The last portion of the bulk is when we kick it into overdrive and believe that we are triggering maximal gains. However, we end up switching to a cutting phase and wiping out those last-minute gains.
This means that the majority of the muscle that we packed on happened in a fraction of the bulking phase. There’s no concrete number or percentage, but let’s say three or four months of our hard work will get noticed, not six months!
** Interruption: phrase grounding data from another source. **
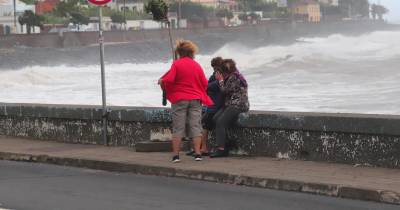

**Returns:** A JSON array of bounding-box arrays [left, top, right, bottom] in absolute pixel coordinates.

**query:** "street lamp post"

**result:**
[[88, 0, 111, 147], [99, 6, 108, 145], [123, 0, 127, 30], [177, 0, 181, 28], [13, 0, 17, 33]]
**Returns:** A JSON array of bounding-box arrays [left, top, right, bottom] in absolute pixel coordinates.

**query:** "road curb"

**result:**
[[0, 152, 399, 205]]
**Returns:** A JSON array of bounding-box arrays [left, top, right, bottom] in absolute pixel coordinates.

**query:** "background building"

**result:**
[[0, 0, 36, 34], [291, 0, 321, 22], [189, 0, 237, 10], [109, 0, 145, 13], [319, 0, 339, 7]]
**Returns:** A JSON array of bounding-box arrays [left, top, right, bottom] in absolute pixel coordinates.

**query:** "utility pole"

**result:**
[[177, 0, 181, 28], [123, 0, 127, 30], [13, 0, 17, 33], [348, 3, 352, 19], [98, 6, 108, 146]]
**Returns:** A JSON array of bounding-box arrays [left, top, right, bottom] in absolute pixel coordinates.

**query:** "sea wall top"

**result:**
[[1, 103, 400, 136]]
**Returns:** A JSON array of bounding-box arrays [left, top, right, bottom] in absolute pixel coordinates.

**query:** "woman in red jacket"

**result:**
[[159, 40, 213, 163]]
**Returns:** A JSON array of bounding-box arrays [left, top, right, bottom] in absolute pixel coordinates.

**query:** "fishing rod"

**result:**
[[145, 0, 176, 106]]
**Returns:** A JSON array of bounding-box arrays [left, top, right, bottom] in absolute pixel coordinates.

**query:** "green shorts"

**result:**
[[171, 100, 202, 138]]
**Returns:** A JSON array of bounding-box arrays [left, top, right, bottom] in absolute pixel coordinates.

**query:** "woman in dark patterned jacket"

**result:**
[[210, 59, 249, 158]]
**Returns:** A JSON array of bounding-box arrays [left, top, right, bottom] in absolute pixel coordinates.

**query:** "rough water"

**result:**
[[1, 30, 400, 114]]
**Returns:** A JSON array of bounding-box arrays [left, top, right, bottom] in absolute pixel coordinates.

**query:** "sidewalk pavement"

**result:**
[[0, 136, 399, 205]]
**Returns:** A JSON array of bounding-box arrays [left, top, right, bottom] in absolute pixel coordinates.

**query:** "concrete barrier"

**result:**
[[0, 103, 399, 169]]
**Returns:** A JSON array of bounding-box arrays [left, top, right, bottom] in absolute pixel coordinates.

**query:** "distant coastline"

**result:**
[[0, 21, 399, 70], [0, 21, 399, 49]]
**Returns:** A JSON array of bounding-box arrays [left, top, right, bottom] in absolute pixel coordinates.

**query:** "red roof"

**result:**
[[35, 0, 60, 15]]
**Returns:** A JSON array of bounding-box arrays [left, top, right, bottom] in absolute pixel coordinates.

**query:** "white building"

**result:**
[[0, 0, 36, 34], [109, 0, 145, 13], [319, 0, 339, 6], [0, 0, 36, 16]]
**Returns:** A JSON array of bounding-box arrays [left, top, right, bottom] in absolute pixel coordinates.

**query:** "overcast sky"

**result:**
[[369, 0, 400, 22]]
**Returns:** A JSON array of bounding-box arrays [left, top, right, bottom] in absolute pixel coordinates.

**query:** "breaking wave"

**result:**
[[1, 30, 400, 114]]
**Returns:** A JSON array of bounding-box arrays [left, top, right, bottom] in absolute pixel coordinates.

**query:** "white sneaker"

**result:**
[[194, 154, 203, 161], [172, 155, 180, 163]]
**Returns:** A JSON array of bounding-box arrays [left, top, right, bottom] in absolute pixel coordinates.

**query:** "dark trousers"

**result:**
[[213, 106, 241, 148]]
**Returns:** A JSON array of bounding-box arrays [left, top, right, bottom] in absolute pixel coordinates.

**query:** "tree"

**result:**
[[371, 4, 389, 21], [371, 4, 377, 20], [20, 0, 36, 4], [169, 2, 212, 22], [53, 0, 80, 18], [320, 4, 341, 16], [237, 0, 277, 12], [18, 10, 44, 34], [145, 0, 169, 21], [237, 0, 263, 11], [238, 13, 247, 22], [339, 0, 369, 18], [111, 13, 126, 30], [249, 12, 261, 23], [52, 0, 89, 29], [216, 8, 233, 20], [70, 12, 89, 30]]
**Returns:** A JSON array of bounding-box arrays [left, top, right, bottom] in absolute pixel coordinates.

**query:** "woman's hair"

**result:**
[[222, 59, 237, 74], [175, 39, 198, 59], [211, 57, 224, 72]]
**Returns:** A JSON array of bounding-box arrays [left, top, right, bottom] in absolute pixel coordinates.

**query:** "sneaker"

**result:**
[[210, 149, 229, 158], [194, 154, 203, 161], [187, 151, 209, 157], [172, 155, 180, 163]]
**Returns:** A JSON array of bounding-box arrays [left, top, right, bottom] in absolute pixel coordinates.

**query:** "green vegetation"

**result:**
[[19, 0, 36, 5], [110, 12, 126, 30], [371, 4, 389, 21], [53, 0, 80, 17], [110, 13, 126, 24], [18, 10, 44, 34], [169, 1, 213, 22], [70, 12, 89, 30], [145, 0, 169, 21], [320, 4, 341, 16], [41, 0, 150, 26], [237, 0, 277, 12], [215, 8, 233, 20], [51, 0, 89, 28], [18, 0, 390, 30], [42, 13, 65, 24], [338, 0, 370, 18]]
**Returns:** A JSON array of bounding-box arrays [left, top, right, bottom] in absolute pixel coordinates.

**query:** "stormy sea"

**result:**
[[1, 29, 400, 114]]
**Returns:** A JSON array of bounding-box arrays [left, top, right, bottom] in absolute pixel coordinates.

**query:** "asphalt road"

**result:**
[[0, 160, 398, 210]]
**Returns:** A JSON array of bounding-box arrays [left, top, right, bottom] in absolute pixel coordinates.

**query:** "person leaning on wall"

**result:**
[[159, 40, 213, 163], [211, 59, 250, 158]]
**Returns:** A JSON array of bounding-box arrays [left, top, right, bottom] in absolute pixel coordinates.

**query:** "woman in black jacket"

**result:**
[[187, 57, 224, 156]]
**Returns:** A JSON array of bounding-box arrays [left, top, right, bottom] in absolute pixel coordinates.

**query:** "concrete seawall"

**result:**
[[1, 21, 399, 48], [0, 103, 399, 169]]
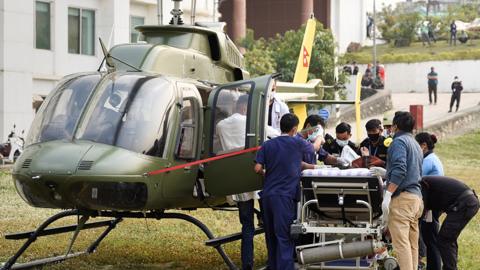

We ride that roller coaster and hit the same peaks, maybe a little higher. We never give ourselves the chance to spike our progression line. We see visual results, but nothing close to night and day.
If we stick to this approach, staying motivated for many years, we may start to see major differences. We may even be close to that dream physique that we wanted.
What Should We Be Doing?
We desire a physique that is highly based on muscularity. So we should be focusing on making our diet and training as anabolic as possible. This means that we have to disregard that whole “look good for the summer” logic and focus on packing on muscle at all costs.
Personally, we believe in the approach of getting to the leanest point possible and then going on a two or three year bulk phase. The key to this is doing a slow, progressive bulk. This will allow for muscle to be added on without any noticeable fat gain. The muscle mass growth in those years will be massive. Even a huge ripped physique will be within reach by the end of the bulk phase – it will just take a shortcut and another lean bulk and we’re golden!
That approach really helps avoid the major errors that many of us make. We think that a patterned routine between bulking and cutting will provide optimal gains. The truth is that we should be minimizing transitioning between these phases as much as possible.
After all, we will lose roughly the same muscle mass regardless of when we begin cutting – why not lose that amount of muscle once instead of four or six times?